The Dartmouth Review, an independent conservative student newspaper, is not affiliated with the Ivy League college and has had a sometimes adversarial relationship with minority students.
Students said the paper's latest issue, ridiculing Native American students' complaints about a string of incidents seen as racist, was the trigger for the demonstration, held on the last day of classes before exams.
Honestly, I sometimes think that college students go to these stupid protests because that's what they think college students are supposed to do.
[E]arlier this month, the crew team held a party with a "Cowboys and Indians" theme. Team captains later apologized.
Gads! Not a "Cowboys and Indians" theme! I hope there was no Village People music being played. And the apology? Pathetic. I hope they didn't mean it.
Honestly, is such a party truly "insensitive"? Or is it something that someone with a chip on his/her shoulder says is insensitive, and to prove our sensitivity, we have to support the so-called aggrieved party? What crap. You don't like the theme of a party? Don't go.
The college also apologized for scheduling a December 29 hockey game against the University of North Dakota, whose mascot is the "Fighting Sioux." The university is one of several schools whose use of American Indian imagery has been labeled "hostile and abusive" by the National Collegiate Athletic Association.
So the Dartmouth Indians don't like UND's "Fighting Sioux" mascot. Who gives a damn what the Dartmouth Indians think? I'd be slightly more concerned, but not much, about what the Sioux themselves think.

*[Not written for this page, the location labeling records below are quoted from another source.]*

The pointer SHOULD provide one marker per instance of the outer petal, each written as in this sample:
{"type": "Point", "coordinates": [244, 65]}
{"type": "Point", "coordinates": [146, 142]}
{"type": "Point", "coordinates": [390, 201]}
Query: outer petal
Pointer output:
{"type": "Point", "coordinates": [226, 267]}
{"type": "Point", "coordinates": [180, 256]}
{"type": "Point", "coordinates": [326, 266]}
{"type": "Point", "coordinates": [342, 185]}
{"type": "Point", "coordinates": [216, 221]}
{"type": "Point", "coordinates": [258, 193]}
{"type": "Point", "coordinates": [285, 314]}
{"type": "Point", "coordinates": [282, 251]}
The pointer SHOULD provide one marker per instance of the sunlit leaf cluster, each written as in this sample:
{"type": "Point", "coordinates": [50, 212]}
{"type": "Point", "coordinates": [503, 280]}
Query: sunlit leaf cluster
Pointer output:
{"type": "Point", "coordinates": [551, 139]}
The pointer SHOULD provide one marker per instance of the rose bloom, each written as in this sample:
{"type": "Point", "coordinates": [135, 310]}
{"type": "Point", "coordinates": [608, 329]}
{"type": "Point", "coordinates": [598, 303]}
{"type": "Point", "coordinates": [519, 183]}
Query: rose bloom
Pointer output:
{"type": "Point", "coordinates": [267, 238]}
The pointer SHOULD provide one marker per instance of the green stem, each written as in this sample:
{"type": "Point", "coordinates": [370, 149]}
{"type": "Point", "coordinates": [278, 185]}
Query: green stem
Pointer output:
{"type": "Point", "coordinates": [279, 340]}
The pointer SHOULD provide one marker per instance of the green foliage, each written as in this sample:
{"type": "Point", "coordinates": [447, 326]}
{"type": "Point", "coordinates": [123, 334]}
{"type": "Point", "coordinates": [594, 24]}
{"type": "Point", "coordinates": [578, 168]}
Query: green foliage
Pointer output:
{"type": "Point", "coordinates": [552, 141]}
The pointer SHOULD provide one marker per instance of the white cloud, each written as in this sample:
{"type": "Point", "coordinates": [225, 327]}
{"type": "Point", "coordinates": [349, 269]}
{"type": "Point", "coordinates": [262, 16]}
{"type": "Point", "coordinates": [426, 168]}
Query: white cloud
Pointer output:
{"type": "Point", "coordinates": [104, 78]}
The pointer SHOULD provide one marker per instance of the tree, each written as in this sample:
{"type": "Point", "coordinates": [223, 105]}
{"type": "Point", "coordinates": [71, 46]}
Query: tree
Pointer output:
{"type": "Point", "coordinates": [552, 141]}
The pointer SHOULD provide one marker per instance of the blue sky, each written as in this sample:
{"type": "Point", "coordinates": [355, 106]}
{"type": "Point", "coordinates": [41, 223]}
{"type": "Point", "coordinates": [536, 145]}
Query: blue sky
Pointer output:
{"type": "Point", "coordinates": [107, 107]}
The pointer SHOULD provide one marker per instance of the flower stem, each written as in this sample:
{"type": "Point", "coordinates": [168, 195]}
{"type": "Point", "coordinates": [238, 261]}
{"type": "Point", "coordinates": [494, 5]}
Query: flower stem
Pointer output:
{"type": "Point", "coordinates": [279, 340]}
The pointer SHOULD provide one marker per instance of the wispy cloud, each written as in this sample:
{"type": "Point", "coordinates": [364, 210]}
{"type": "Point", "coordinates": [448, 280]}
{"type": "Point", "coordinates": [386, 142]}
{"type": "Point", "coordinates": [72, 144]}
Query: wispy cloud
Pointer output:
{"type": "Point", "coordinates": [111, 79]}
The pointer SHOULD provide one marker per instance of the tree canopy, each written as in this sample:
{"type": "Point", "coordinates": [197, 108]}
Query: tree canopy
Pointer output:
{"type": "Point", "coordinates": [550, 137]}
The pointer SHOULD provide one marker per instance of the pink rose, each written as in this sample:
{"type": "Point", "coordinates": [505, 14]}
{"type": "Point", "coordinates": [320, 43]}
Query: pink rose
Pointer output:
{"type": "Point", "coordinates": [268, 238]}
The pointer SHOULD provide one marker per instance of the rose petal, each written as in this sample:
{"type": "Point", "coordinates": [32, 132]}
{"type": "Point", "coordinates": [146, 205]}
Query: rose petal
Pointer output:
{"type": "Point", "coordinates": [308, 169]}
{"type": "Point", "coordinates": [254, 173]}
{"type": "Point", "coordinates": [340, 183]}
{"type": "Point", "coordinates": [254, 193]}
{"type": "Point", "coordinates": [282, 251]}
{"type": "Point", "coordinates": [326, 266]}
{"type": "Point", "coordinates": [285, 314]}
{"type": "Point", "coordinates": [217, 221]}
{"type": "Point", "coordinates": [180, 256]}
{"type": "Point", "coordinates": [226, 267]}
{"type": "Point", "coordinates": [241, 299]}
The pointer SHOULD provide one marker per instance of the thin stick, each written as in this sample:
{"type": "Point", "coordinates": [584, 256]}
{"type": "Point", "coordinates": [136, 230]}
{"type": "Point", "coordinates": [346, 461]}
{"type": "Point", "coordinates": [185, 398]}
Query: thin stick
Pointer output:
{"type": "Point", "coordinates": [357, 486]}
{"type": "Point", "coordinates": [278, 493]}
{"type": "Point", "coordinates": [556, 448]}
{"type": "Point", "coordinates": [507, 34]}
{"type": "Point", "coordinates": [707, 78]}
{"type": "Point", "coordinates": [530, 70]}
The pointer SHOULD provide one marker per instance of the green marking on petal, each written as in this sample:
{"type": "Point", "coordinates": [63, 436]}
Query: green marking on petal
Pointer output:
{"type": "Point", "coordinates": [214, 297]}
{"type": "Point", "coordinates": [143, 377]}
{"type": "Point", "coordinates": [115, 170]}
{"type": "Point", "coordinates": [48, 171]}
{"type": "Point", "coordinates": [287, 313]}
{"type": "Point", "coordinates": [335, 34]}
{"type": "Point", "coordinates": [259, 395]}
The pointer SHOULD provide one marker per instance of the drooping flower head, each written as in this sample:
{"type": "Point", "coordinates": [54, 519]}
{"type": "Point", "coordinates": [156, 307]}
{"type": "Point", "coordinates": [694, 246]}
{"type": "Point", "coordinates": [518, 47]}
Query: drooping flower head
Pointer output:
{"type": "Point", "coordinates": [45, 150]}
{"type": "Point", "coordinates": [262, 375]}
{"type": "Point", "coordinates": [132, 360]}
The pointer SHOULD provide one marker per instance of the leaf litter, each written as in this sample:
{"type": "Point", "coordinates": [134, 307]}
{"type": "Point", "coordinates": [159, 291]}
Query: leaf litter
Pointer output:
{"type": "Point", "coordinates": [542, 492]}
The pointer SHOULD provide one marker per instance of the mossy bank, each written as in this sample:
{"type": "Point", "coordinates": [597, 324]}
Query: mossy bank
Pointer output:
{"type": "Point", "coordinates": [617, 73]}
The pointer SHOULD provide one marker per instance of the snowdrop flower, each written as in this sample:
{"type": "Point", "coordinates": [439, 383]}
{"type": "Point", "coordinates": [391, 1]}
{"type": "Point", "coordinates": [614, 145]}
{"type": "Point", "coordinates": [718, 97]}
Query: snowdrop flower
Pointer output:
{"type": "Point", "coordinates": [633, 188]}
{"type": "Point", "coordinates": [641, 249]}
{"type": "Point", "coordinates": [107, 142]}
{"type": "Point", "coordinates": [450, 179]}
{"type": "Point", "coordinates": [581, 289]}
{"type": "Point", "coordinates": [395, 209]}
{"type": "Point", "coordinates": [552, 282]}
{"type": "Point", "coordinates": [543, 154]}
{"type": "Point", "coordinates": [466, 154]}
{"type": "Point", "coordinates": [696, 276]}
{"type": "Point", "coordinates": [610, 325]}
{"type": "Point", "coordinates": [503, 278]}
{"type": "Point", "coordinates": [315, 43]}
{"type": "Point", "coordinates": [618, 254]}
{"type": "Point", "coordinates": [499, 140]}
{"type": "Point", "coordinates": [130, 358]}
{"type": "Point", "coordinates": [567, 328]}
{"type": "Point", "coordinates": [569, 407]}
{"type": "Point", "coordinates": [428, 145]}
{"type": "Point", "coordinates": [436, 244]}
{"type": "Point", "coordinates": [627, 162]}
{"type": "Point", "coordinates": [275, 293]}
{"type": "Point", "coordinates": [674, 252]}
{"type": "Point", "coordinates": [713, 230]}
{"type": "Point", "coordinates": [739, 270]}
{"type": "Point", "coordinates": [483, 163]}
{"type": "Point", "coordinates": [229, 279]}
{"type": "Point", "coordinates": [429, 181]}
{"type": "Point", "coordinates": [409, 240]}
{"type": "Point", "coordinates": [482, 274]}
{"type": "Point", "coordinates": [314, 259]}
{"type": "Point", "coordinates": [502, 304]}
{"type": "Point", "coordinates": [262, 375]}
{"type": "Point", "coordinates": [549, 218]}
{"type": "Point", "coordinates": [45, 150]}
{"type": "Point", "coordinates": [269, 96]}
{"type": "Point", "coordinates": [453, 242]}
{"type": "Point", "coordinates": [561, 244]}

So anyway, here's what one of the bigoted right-wing white racist yadda yadda yadda conservative editorialists said in the dreaded "independent conservative student newspaper":
In an editorial, Linsalata wrote: "While the onus may fall partly on the student body to facilitate an environment more hospitable to Indians, nothing can be done until the Indians themselves lay out measurable goals and steps for how this harmony can be achieved. Patronizing advertisements and excessive use of the race card are antithetical to this goal."
And here's the response it got:
At the rally, Kohn, a member of both the Crow tribe and of the student group Native Americans at Dartmouth, urged administrators to pursue disciplinary action against offenders.
I know Dartmouth isn't a public school and isn't held to 1st Amendment standards, but I'd like to think that as a university, the free and open exchange of ideas would be tolerated. But apparently, speech at Dartmouth is tolerated only if it conforms to certain rigid ideological standards.
I think someone needs to smokem peace pipe.